FIG. 16 is a side view of the configuration of the display device according to a fifth embodiment. As illustrated in FIG. 16, an openable-and-closable light-blocking window 70 may be provided on the viewing side of the first section A1. In this case, the window 70 may be opened while the user is making a comparison between a reference display and a sample display, and the window 70 may be closed during the other periods. The window 70 may be opened or closed through sliding. Providing the window 70 can prevent deterioration of the first section A1, in which the reference display is presented. The second section A2, which desirably has an environment similar to that of the display unit 30, may be provided with no window if the display unit 30 is exposed.

Sixth Embodiment

FIG. 17 is a schematic diagram illustrating the configuration of the first section according to a sixth embodiment, and the configuration of the second section according to the sixth embodiment. As illustrated in FIG. 17, the first section A1 may be shaped in a character, a mark (e.g., a brand mark), or a figure, and the second section A2 may have a shape constituting the background of the character, mark, or figure shown in the first section A1. Alternatively, the second section A2 may be shaped in a character, a mark, or a figure, and the first section A1 may have a shape constituting the background of the character, mark, or figure shown in the second section A2. The first section A1 and second section A2 in FIG. 17 may be provided inside the perimeter of the display unit 30.

Seventh Embodiment

The display device 10 according to the first to sixth embodiments may be provided inside a mobile object.
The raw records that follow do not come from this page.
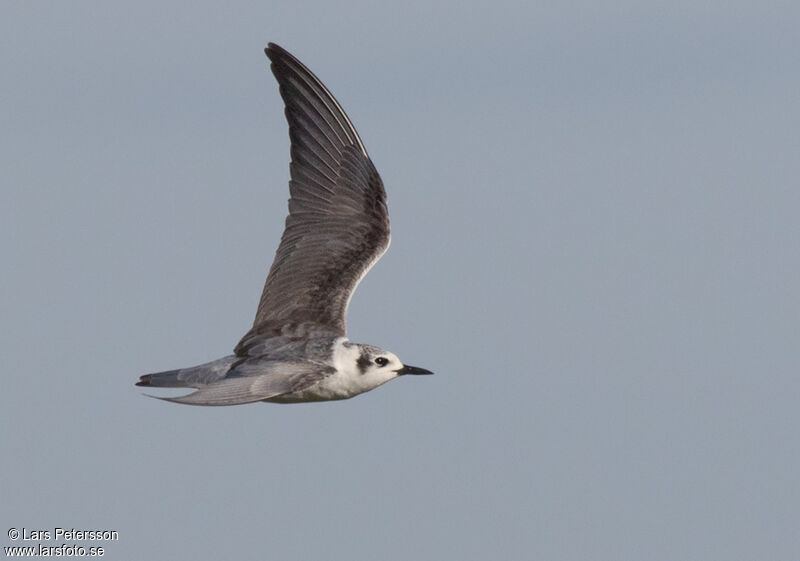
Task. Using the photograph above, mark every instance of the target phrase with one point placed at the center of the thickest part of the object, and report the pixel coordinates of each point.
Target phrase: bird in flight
(337, 229)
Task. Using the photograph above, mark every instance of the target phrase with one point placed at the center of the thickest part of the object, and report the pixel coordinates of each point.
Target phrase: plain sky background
(595, 247)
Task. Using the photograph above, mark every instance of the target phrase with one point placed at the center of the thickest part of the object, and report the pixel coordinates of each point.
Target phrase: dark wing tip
(275, 52)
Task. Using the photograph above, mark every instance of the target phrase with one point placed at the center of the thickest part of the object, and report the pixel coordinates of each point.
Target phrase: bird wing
(338, 223)
(253, 380)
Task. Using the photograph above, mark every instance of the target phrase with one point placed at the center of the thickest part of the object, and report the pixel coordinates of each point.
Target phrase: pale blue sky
(595, 247)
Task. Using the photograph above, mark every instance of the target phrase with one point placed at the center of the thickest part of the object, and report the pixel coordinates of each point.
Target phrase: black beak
(412, 370)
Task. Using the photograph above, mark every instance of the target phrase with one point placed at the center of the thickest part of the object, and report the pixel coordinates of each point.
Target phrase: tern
(337, 229)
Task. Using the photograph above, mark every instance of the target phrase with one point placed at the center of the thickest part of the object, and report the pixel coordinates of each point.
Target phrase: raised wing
(338, 224)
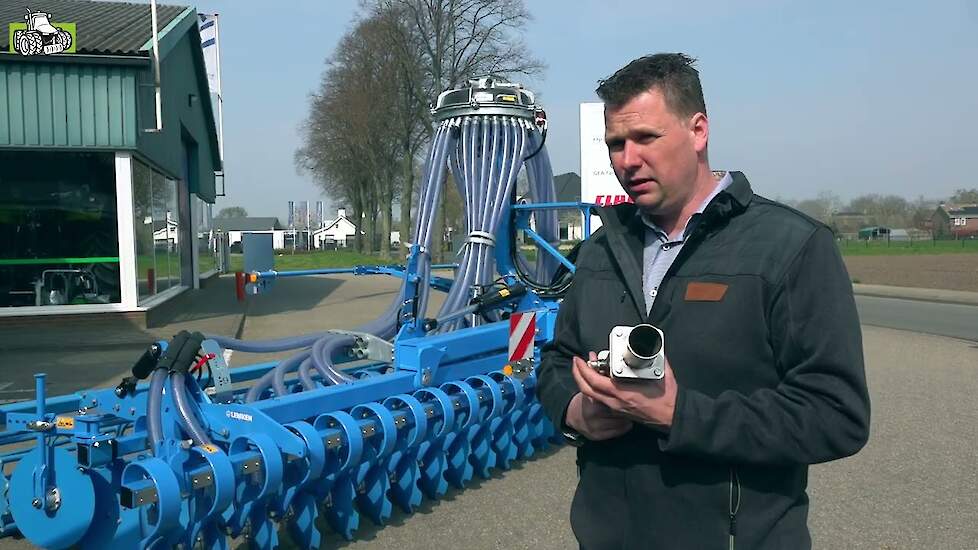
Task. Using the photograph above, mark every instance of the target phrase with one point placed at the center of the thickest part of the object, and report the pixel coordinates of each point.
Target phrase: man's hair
(672, 74)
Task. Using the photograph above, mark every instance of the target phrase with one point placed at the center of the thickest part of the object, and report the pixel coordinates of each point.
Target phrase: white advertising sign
(598, 182)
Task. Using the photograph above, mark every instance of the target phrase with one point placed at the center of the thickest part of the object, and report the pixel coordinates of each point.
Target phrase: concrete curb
(959, 297)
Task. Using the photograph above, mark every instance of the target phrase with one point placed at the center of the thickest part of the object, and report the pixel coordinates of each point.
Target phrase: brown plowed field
(943, 271)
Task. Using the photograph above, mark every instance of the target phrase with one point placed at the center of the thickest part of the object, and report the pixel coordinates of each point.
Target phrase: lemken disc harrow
(190, 453)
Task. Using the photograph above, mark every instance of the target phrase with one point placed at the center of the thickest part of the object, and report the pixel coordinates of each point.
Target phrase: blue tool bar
(549, 249)
(332, 398)
(380, 270)
(582, 206)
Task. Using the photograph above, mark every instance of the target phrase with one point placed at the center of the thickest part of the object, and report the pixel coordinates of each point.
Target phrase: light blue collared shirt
(660, 252)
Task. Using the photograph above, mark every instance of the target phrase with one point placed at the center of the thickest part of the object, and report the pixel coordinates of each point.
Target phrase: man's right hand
(593, 419)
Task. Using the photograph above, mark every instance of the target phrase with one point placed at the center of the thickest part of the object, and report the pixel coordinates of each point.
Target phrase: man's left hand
(650, 402)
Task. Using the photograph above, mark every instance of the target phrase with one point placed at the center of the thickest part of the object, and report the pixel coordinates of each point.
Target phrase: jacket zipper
(733, 506)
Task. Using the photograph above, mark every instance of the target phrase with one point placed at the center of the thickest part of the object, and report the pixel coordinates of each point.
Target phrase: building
(234, 228)
(848, 224)
(100, 210)
(570, 222)
(337, 233)
(955, 221)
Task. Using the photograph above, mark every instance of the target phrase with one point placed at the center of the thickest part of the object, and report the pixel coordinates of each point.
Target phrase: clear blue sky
(802, 96)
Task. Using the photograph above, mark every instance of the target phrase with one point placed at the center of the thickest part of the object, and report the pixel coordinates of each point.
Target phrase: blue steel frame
(363, 442)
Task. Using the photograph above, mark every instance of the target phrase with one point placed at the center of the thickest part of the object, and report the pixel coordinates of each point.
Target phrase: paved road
(956, 321)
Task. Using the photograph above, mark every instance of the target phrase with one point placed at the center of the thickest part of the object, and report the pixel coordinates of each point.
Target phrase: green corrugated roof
(102, 28)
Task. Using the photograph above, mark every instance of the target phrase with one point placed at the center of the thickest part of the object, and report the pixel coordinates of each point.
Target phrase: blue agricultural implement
(190, 453)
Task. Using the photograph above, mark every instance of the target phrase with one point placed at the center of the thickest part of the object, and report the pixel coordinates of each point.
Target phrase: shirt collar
(722, 184)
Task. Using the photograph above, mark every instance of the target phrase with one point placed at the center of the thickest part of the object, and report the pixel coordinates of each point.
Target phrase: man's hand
(594, 420)
(648, 402)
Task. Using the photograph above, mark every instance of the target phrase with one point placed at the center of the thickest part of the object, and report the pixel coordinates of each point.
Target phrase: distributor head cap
(485, 96)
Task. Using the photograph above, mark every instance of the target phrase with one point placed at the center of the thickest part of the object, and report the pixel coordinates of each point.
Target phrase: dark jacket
(768, 360)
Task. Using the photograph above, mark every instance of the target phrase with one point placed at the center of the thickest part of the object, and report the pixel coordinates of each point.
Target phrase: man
(764, 367)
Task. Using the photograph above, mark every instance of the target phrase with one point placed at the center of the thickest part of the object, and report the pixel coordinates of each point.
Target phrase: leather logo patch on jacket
(697, 291)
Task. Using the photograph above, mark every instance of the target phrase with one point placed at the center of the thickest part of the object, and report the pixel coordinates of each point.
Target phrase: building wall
(278, 237)
(67, 105)
(968, 230)
(185, 115)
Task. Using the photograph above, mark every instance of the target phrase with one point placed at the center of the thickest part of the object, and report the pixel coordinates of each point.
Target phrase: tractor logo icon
(40, 36)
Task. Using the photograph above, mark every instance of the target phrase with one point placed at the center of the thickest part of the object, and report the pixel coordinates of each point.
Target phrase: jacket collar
(626, 232)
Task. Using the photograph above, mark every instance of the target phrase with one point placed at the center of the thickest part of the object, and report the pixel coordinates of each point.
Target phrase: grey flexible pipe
(285, 367)
(322, 358)
(154, 408)
(259, 387)
(267, 346)
(305, 375)
(184, 409)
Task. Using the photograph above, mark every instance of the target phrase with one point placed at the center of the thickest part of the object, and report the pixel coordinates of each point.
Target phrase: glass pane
(173, 231)
(58, 229)
(160, 230)
(142, 206)
(205, 236)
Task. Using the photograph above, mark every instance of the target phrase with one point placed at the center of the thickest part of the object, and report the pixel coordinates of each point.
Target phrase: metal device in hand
(633, 352)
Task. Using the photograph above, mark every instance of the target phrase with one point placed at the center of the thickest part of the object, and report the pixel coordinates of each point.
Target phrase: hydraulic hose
(322, 358)
(267, 346)
(283, 368)
(154, 408)
(185, 411)
(305, 375)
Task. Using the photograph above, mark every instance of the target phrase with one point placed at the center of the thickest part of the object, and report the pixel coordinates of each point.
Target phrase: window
(206, 236)
(157, 228)
(59, 238)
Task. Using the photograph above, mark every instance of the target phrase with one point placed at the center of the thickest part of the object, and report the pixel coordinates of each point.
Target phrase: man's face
(655, 153)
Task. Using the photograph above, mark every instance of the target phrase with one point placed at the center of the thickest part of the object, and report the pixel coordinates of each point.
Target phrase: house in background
(99, 210)
(955, 221)
(236, 227)
(848, 224)
(337, 233)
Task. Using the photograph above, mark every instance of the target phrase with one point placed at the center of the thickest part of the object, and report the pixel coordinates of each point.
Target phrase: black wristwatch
(573, 438)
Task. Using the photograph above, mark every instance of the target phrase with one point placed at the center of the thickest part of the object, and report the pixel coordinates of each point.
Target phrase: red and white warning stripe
(522, 329)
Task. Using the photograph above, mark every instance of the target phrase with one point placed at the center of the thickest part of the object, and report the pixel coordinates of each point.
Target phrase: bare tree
(441, 44)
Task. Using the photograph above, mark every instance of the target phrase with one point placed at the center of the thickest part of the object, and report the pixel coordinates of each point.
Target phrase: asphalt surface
(913, 486)
(954, 320)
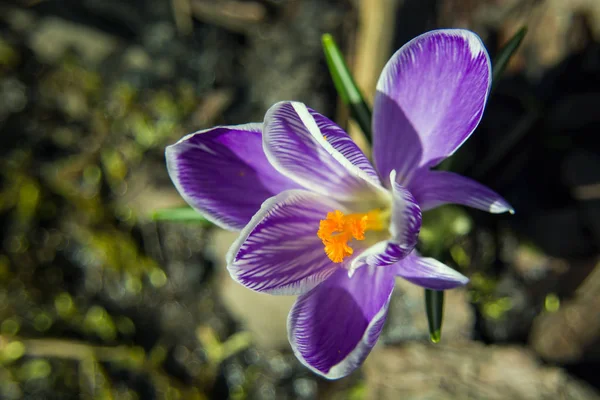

Possible examples of the mobile object include the following: vehicles, such as cars, trains, motorcycles, and bicycles; ships; and flying objects, such as planes, rockets, and satellites.

The foregoing embodiments are illustrative and descriptive rather than restrictive. It will be apparent for one of ordinary skilled in the art that various modifications can be made based on these examples and descriptions.